April 5, 2024

The audio-lingual method: Drilling structures (1946)

by Mateusz Wiącek

During World War 2 there was an obvious need for the military to speed up the language learning process, so that the personnel could acquire language skills quickly.

The audio-lingual method (ALM), also known as the “army method”, was developed in 1946 in the US, just after the war. It was an attempt to speed up language learning by drilling grammatical structures. It used research developed during the war that suggested that this method brings big enhancements.

  • It was designed around the behaviourist theory, so repetition and habit formation are central. The teacher is in control and reinforces the correct responses.The goal is to successfully practice grammatical structures enough times to allow the student to use them instinctively. 
  • As an “army method”, it included very intensive repetitions of grammatical structures, mimicking and imitating. The drills were really military. 
  • The emphasis was on speech, but it was also non-communicative. It was not important to understand the words, but to acquire the structures and patterns.

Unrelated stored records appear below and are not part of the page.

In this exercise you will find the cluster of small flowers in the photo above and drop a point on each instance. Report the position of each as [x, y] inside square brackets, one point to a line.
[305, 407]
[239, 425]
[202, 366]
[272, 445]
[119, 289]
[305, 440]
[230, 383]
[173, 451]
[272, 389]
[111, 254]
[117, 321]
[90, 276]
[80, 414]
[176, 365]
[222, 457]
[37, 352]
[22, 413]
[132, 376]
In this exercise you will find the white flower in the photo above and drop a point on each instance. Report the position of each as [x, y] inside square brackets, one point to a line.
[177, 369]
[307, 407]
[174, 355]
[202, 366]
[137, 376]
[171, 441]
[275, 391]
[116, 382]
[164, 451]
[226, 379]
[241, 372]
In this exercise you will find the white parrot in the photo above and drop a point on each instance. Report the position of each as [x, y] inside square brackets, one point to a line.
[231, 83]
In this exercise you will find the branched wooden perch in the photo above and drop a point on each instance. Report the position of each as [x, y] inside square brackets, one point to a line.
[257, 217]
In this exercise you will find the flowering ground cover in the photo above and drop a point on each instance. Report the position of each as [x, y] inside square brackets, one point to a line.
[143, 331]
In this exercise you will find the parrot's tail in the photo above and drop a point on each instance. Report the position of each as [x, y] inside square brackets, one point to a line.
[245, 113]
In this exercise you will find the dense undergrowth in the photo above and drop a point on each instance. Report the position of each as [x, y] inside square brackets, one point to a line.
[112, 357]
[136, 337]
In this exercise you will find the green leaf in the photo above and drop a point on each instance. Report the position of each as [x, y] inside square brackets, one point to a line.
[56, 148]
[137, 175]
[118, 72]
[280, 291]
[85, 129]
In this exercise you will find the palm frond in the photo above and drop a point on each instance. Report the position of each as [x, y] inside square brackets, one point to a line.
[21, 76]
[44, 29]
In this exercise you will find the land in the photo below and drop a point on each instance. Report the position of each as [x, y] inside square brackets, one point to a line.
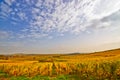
[103, 65]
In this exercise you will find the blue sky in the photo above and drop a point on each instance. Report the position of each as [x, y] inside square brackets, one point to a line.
[59, 26]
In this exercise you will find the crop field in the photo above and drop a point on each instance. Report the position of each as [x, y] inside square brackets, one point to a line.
[94, 66]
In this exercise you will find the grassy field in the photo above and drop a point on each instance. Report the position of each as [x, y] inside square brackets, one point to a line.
[94, 66]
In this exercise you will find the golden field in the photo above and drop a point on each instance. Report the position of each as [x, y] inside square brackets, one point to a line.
[93, 66]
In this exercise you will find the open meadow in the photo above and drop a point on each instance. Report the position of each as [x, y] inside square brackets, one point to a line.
[94, 66]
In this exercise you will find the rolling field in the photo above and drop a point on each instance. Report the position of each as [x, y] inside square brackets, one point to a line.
[94, 66]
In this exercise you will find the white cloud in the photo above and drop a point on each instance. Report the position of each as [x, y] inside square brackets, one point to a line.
[4, 34]
[73, 16]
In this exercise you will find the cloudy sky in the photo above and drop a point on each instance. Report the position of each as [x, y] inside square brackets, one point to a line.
[59, 26]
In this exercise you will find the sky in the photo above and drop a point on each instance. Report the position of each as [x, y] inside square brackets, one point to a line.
[59, 26]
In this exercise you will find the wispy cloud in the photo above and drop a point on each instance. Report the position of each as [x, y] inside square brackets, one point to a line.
[45, 17]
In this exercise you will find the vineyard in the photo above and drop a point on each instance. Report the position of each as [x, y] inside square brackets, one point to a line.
[94, 66]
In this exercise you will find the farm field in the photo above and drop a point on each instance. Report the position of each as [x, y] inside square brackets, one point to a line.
[94, 66]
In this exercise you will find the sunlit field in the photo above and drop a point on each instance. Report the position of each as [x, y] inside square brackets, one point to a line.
[94, 66]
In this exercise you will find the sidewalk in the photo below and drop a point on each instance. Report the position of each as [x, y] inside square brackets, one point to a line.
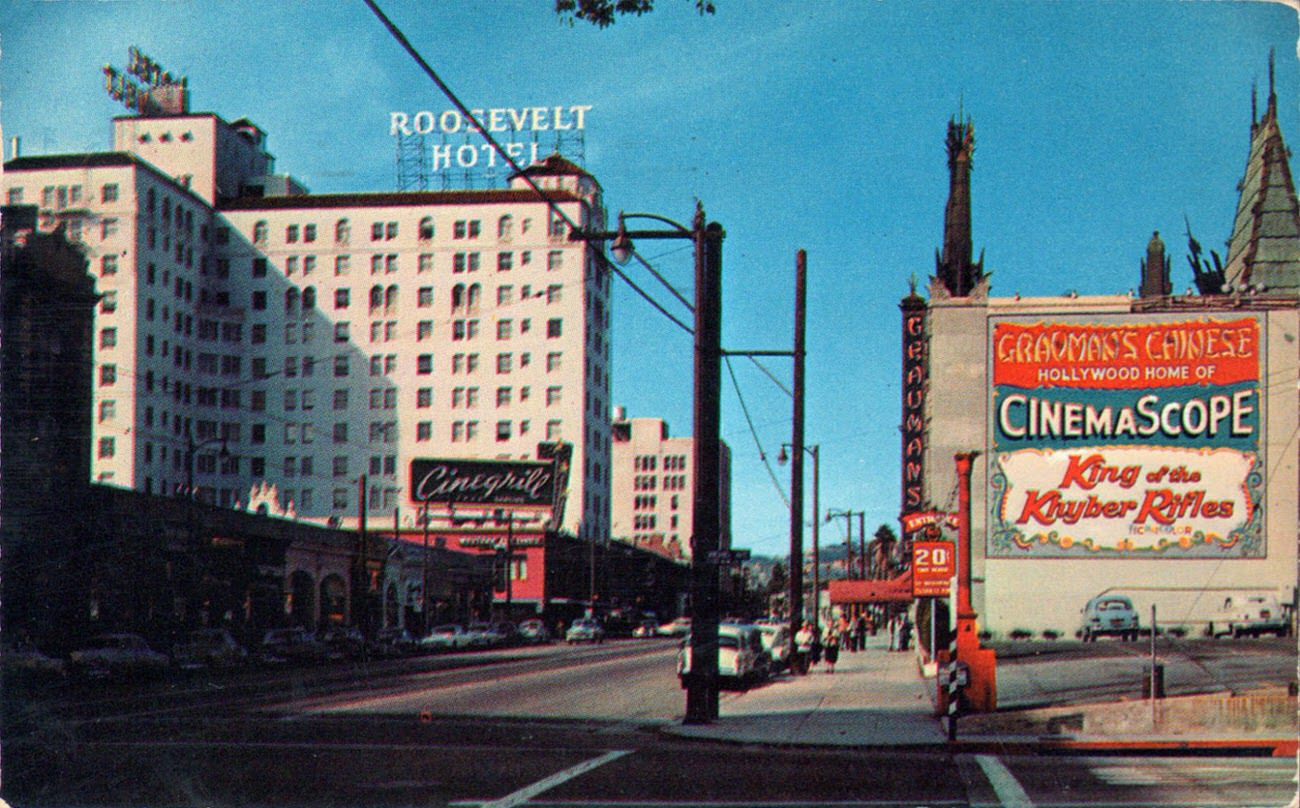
[874, 698]
[879, 698]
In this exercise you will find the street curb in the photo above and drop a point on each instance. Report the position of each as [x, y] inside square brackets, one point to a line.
[1170, 747]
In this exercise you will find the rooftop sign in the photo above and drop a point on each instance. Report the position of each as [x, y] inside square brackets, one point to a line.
[146, 87]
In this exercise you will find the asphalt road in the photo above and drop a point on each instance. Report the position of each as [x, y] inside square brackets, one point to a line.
[554, 726]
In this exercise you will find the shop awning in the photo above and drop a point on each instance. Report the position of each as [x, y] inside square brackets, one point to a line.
[891, 590]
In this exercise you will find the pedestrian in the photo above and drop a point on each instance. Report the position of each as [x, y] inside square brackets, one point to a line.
[804, 642]
[832, 648]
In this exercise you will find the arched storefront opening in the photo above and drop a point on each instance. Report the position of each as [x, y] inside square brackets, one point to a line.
[333, 600]
[302, 607]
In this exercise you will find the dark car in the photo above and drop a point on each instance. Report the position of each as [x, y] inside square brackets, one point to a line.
[297, 644]
[343, 642]
[208, 648]
[395, 642]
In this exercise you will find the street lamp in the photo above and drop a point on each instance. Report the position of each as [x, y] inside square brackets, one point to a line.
[706, 509]
[783, 457]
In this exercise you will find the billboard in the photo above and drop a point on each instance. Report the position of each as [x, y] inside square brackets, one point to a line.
[482, 482]
[1121, 437]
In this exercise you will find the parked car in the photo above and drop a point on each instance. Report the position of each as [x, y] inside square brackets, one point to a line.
[22, 660]
[450, 637]
[1113, 615]
[676, 628]
[482, 635]
[585, 630]
[395, 642]
[776, 643]
[741, 659]
[507, 631]
[295, 644]
[342, 642]
[117, 655]
[1249, 616]
[534, 631]
[208, 648]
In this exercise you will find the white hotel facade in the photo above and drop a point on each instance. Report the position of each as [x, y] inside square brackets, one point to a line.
[303, 340]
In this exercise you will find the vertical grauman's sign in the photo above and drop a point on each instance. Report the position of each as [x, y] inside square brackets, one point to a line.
[1119, 437]
[914, 377]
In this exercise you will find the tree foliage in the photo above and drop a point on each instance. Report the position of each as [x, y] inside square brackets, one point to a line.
[603, 13]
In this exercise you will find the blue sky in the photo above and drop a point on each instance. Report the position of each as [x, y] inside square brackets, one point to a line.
[813, 125]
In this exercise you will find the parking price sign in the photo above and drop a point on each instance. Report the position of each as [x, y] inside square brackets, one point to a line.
[932, 568]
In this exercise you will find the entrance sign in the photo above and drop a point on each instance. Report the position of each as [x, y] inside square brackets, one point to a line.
[932, 568]
[1122, 438]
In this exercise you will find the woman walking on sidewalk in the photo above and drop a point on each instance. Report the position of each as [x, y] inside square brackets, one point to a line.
[832, 648]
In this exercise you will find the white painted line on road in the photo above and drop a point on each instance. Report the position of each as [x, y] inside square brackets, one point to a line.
[1005, 785]
[528, 793]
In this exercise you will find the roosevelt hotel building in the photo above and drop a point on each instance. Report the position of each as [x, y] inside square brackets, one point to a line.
[303, 340]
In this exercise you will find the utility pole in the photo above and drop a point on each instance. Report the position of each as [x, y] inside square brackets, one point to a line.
[702, 685]
[797, 448]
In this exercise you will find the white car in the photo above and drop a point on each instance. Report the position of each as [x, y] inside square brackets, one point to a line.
[450, 637]
[741, 659]
[1249, 616]
[113, 655]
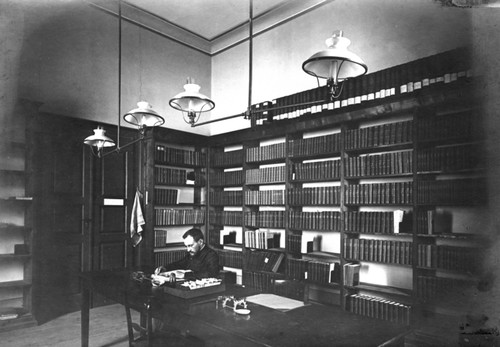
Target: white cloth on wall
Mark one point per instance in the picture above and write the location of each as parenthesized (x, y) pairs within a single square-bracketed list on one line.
[(136, 220)]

While it was widely adopted and implemented in language classrooms, especially in the 1950s and 1960s, its effectiveness has been questioned, mainly because of the disconnect from communication which resulted in students learning language patterns without a clear understanding of their communicative functions. 

It also influenced subsequent language teaching methodologies, and nowadays every language learning method has some sort of exercise based on ALM.

For modern language learners that means one thing: some drilling of grammatical structures must be in your repetiore of exercises.